Numerical investigation into the injection-locking phenomena of gain switched lasers for optical frequency comb generation

TL;DR

This paper uses numerical simulations to explore how injection-locking can generate optical frequency combs from gain-switched lasers, revealing a broader locking range and improved comb quality compared to continuous wave lasers.

Contribution

It demonstrates the dynamics of injection-locking in gain-switched lasers and shows how it enhances frequency comb generation with a larger locking range and better spectral properties.

Findings

Injection-locking range is larger for gain-switched lasers.

Optical frequency combs evolve from free-running to locked states.

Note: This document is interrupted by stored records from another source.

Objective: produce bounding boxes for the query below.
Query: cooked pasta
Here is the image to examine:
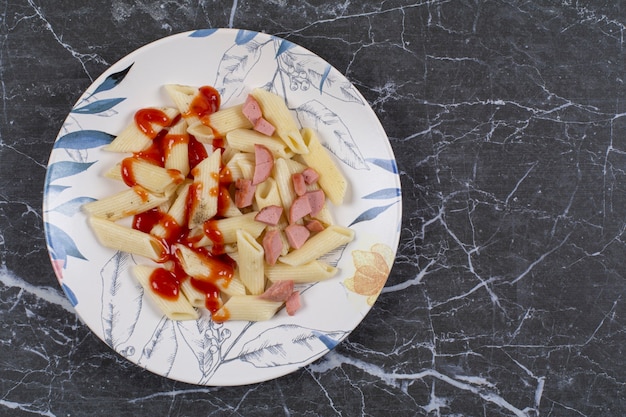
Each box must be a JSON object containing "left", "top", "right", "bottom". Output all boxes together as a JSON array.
[{"left": 83, "top": 84, "right": 354, "bottom": 322}]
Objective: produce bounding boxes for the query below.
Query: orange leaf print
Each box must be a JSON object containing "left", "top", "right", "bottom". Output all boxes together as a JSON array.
[{"left": 344, "top": 243, "right": 393, "bottom": 305}]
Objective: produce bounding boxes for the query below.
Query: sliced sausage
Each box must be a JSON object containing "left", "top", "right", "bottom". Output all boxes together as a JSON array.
[
  {"left": 259, "top": 280, "right": 293, "bottom": 303},
  {"left": 289, "top": 194, "right": 311, "bottom": 224},
  {"left": 304, "top": 220, "right": 324, "bottom": 233},
  {"left": 291, "top": 172, "right": 306, "bottom": 196},
  {"left": 252, "top": 144, "right": 274, "bottom": 185},
  {"left": 285, "top": 291, "right": 302, "bottom": 316},
  {"left": 253, "top": 117, "right": 276, "bottom": 136},
  {"left": 254, "top": 206, "right": 283, "bottom": 226},
  {"left": 241, "top": 94, "right": 263, "bottom": 125},
  {"left": 285, "top": 224, "right": 311, "bottom": 249},
  {"left": 305, "top": 190, "right": 326, "bottom": 216},
  {"left": 235, "top": 178, "right": 256, "bottom": 208},
  {"left": 263, "top": 230, "right": 283, "bottom": 265},
  {"left": 302, "top": 167, "right": 320, "bottom": 185}
]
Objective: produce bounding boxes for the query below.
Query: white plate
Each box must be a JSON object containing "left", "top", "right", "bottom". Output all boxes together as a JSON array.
[{"left": 44, "top": 29, "right": 401, "bottom": 386}]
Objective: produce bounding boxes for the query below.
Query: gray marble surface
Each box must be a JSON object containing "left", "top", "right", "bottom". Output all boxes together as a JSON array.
[{"left": 0, "top": 0, "right": 626, "bottom": 417}]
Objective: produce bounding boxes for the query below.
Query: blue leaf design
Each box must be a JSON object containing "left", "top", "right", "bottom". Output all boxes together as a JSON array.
[
  {"left": 71, "top": 97, "right": 126, "bottom": 114},
  {"left": 49, "top": 197, "right": 96, "bottom": 217},
  {"left": 313, "top": 331, "right": 339, "bottom": 350},
  {"left": 61, "top": 284, "right": 78, "bottom": 307},
  {"left": 90, "top": 62, "right": 134, "bottom": 97},
  {"left": 47, "top": 161, "right": 95, "bottom": 184},
  {"left": 296, "top": 100, "right": 370, "bottom": 169},
  {"left": 348, "top": 201, "right": 397, "bottom": 227},
  {"left": 276, "top": 39, "right": 296, "bottom": 57},
  {"left": 45, "top": 223, "right": 86, "bottom": 263},
  {"left": 213, "top": 32, "right": 276, "bottom": 104},
  {"left": 366, "top": 158, "right": 398, "bottom": 174},
  {"left": 363, "top": 188, "right": 401, "bottom": 200},
  {"left": 54, "top": 130, "right": 115, "bottom": 149},
  {"left": 189, "top": 29, "right": 217, "bottom": 38},
  {"left": 100, "top": 251, "right": 143, "bottom": 352},
  {"left": 138, "top": 316, "right": 178, "bottom": 376},
  {"left": 320, "top": 64, "right": 331, "bottom": 93},
  {"left": 235, "top": 29, "right": 257, "bottom": 45},
  {"left": 46, "top": 185, "right": 71, "bottom": 198}
]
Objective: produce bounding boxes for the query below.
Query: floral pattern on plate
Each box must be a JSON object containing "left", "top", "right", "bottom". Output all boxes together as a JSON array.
[{"left": 44, "top": 29, "right": 401, "bottom": 386}]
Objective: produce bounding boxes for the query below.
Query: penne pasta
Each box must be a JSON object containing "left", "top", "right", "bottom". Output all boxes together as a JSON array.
[
  {"left": 213, "top": 295, "right": 283, "bottom": 322},
  {"left": 272, "top": 158, "right": 296, "bottom": 211},
  {"left": 265, "top": 261, "right": 339, "bottom": 284},
  {"left": 102, "top": 107, "right": 179, "bottom": 152},
  {"left": 251, "top": 88, "right": 308, "bottom": 154},
  {"left": 236, "top": 229, "right": 265, "bottom": 295},
  {"left": 301, "top": 128, "right": 348, "bottom": 206},
  {"left": 194, "top": 211, "right": 266, "bottom": 247},
  {"left": 83, "top": 84, "right": 354, "bottom": 322},
  {"left": 226, "top": 129, "right": 293, "bottom": 158},
  {"left": 133, "top": 265, "right": 200, "bottom": 320},
  {"left": 188, "top": 148, "right": 221, "bottom": 229},
  {"left": 254, "top": 177, "right": 283, "bottom": 210},
  {"left": 82, "top": 185, "right": 168, "bottom": 221},
  {"left": 89, "top": 217, "right": 167, "bottom": 262},
  {"left": 164, "top": 119, "right": 189, "bottom": 177},
  {"left": 278, "top": 225, "right": 354, "bottom": 266},
  {"left": 202, "top": 104, "right": 252, "bottom": 137},
  {"left": 150, "top": 181, "right": 191, "bottom": 239}
]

FM-noise spectral density improves under injection-locking.

Abstract

We present detailed numerical simulations of the laser dynamics that describe optical frequency comb formation by injection-locking a gain-switched laser. The typical rate equations for semiconductor lasers including stochastic carrier recombination and spontaneous emission suffice to show the injection-locking behavior of gain switched lasers, and we show how the optical frequency comb evolves starting from the free-running state, right through the final injection- locked state. Unlike the locking of continuous wave lasers, we show that the locking range for gain switched lasers is considerably greater because injection locking can be achieved by injecting at frequencies close to one of the comb lines. The quality of the comb lines are formally assessed by calculating the FM-noise spectral density and we show that under injection-locking conditions the FM-noise spectral density of the comb lines tend to that of the maser laser.